Thursday, a three judge panel of the D.C. Circuit Court heard oral arguments in Hamdan v. Rumsfeld, a challenge to the first military tribunal convened by our national government since the WWII-era. I have helped Hamdan’s co-counsel, Professor Neal Katyal, in this case since August. In this article, I will only try to explain why a “federalist” or “conservative” should care that Mr. Hamdan, a driver for Osama Bin Laden and an alleged terrorist, is being tried in a military commission whose rules, procedure and composition are all created under the complete and total discretion of one man- the President of the United States.
I start from first principles. Since all men are naturally equal and free, no man may have his liberty taken from him by another without proper justification. As a result, the central tenant of a just regime that claims the moral authority to take an accused's liberty is the correct differentiation between the guilty and the innocent. That is, people can argue about what should or should not be a crime- but a regime that ultimately makes a determination of this threshold inquiry must provide adequate process to anyone, citizen or not, that it subjects to its legal adjudicative force. Mr. Hamdan has been accused of conspiring to commit terrible crimes- whether those conspiracy charges even state a recognizable charge under the current laws is a tricky issue- but even assuming those charges are valid, the onus is on the authority that purports to have the right to brand him guilty. That authority must prove that its adjudicative process is transparent and fair, and that he has really done what they accuse him of.

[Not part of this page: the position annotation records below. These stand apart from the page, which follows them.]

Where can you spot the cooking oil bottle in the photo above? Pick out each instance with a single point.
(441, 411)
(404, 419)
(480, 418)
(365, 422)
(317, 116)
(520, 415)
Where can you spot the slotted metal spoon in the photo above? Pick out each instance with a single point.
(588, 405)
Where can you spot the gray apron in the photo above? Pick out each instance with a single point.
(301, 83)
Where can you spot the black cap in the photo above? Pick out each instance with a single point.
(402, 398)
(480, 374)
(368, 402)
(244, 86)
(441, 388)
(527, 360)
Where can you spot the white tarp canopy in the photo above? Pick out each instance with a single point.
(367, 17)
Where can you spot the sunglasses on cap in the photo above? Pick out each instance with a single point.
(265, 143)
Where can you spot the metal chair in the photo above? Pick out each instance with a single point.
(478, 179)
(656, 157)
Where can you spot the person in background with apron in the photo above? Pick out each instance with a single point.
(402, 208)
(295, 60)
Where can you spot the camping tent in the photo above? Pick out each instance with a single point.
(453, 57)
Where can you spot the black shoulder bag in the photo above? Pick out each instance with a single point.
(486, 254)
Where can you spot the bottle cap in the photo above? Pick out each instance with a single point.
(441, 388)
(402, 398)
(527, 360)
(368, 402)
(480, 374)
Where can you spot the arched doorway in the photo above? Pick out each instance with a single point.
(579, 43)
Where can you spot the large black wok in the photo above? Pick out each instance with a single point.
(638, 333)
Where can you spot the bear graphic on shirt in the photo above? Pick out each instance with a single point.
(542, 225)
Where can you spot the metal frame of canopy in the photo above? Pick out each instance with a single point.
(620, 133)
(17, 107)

The obvious follow-up question is what does “proper process” entail? The customary/legal argument encompasses certain traditionally protected and statutory rights that accused generally enjoy. One such notable right is the right to be present- something that was denied to Mr. Hamdan already, and will be denied again if the D.C. Circuit rules against him. I think the moral requirements are more messy than these formalistic traditional procedures, but also more expansive. That is, when a person is accused of committing a crime, he must have a fair, independent decision-maker determine whether he is guilty or innocent based on transparent procedures that are set up to get the factual issue correct. I do not think many of the President’s supporters disagree with the previous statement, in theory. Yet, if one were to take the government’s arguments on their face, the president could label any person (at least any non-citizen) as an enemy combatant, draw up novel charges against him, appoint his commissioners, lay out the procedures and have final review authority over the execution. I do not think this comes even close to meeting the threshold for determining guilt or innocence.
The decision of the Circuit Court will address more than these rather uncontroversial moral dictates. There are issues about whether this challenge to the tribunal is timely, what level of protections the Universal Code of Military Justice offers, and what rights a person who has been designated “Al Qaeda” but claims to be a civilian has under the Geneva Conventions. Yet, the principle that is being vindicated is not nearly as complicated- the regular, proper and just differentiation between the guilty and innocent is the ultimate hallmark of how just our regime is.
As to why a “federalist” should care, I will close with a quote from one of the greatest federalists (a quote the co-counsel I worked for liked to use), Chief Justice John Marshall: “[The] government of the United States has been emphatically termed a government of laws, and not of men.” A system of determining guilt and innocent based on a law written by one man, prosecuted by that man’s authority, and decided by that same authority is not a “government of laws.” Those of us who believe in absolute right and wrong, and that government is set up to protect inalienable rights, should care most of all that a fair process decide whether those our government brands as criminals are truly guilty. That many of our friends do not seem to care about these principles when it comes to people presumptively labeled as “terrorists” makes me wonder whether they truly understand what inalienable rights are.